The men and women responsible for running elections in Washington’s 39 counties are nervous that something, or several, will go awry with the Aug. 6 primary.
Right now, county auditors are wrestling with the slowdowns and bugaboos of a sparkling new $9.5 million statewide elections system known as VoteWa.
It’s got them worried a voter may not get a ballot. Or it might be sent to the wrong address.
Counting ballots may go slower. And when the last bit of election record-keeping is done, some voters may not get credited for their participation.
Auditors insist the electorate shouldn’t be worried because they’re confident final results will be 100 percent accurate.
But those who shared concerns with lawmakers July 9 didn’t sound very reassuring.
“This project is not ready for our voters. It really isn’t,” an impassioned King County Auditor Julie Wise told members of the Senate state government committee. “We need to go through a mock election. We need to test the system.”
Wise, whose operation serves roughly 1.3 million registered voters, rattled off problems she’s encountered like addresses for thousands of voters not getting properly inputted from the old system. Or, when they did a trial of counting ballots, it took 90 minutes to scan 300.
For some hurdles, they have to find a way to work around it, she said. All counties are doing this, she said.
“I am not confident in VoteWa but I am 150,000 percent confident in my staff and election administrators across the state,” she said. “Voters should feel confident in the election system.”
Thurston County Auditor Mary Hall said she wishes there had been more time and more testing of VoteWa before it went live. There’s no turning back at this point, she said.
“We’re kind of going on a prayer and hopefully we will make it through this election,” she said.
VoteWa is a huge technological upgrade. Through the magic of software, all county election operations are gaining access to the same database of voter information in real time.
When functioning properly, election workers in Everett, Spokane and Yakima should to be able to sign on and, at the same moment, know if there is a new registered voter in Tacoma or if a current voter moved to a new address in Zillah.

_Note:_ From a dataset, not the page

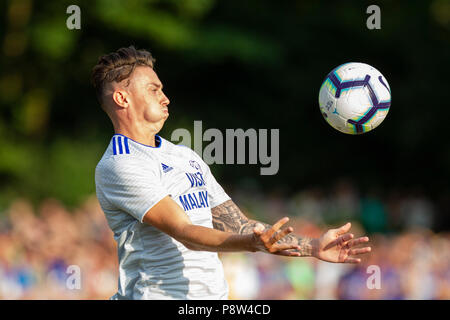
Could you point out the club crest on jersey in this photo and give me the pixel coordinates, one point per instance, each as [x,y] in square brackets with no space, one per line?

This is critically important because Washington’s same-day voter registration law kicks in this election. On Aug. 6, a person will be able to walk up to the counter of the Snohomish County auditor’s office in Everett, register to vote and cast a ballot on the spot.
If the new system works as intended, an election worker will know immediately if that person is already registered somewhere, or not. And so will their counterparts in the other 38 counties.
With this election, auditors have had to ditch their old systems — with which they were very comfortable — and shift to VoteWA.
It’s been a painful transition. Getting in and out of the system is slow. It’s been down a bunch of times. At one point, it was offline for a couple weeks to upload information from the old county databases. Auditors are still working to make sure everything got migrated correctly and are dealing with the blanks that they find. There were a couple attempts to run mock elections but they fizzled.
“Things have gone wrong,” Secretary of State Kim Wyman told the committee Tuesday. More problems will likely surface and need resolving before the primary is in the books, she predicted.
There was a seminal moment at the end of May when the transition might have been delayed.
A 12-person committee of auditors and state elections officials that is monitoring the implementation met to discuss the progress. Five of the eight auditors on it voted to not go live for this election. Wyman’s four staff members and three auditors wanted to proceed. Absent unanimity, it fell to her to decide whether to apply the brakes.
She decided not to do so. She said she knows every county auditor has concerns, but VoteWA is more robust and far more secure against potential cyber attacks than the legacy county systems, she said.
And, if you are going to make a move like this, an off-year primary when turnout is traditionally low is the best time to do so, she reasoned.
“There’s a lot at stake,” Wyman said after the meeting. “I have full faith in the system.”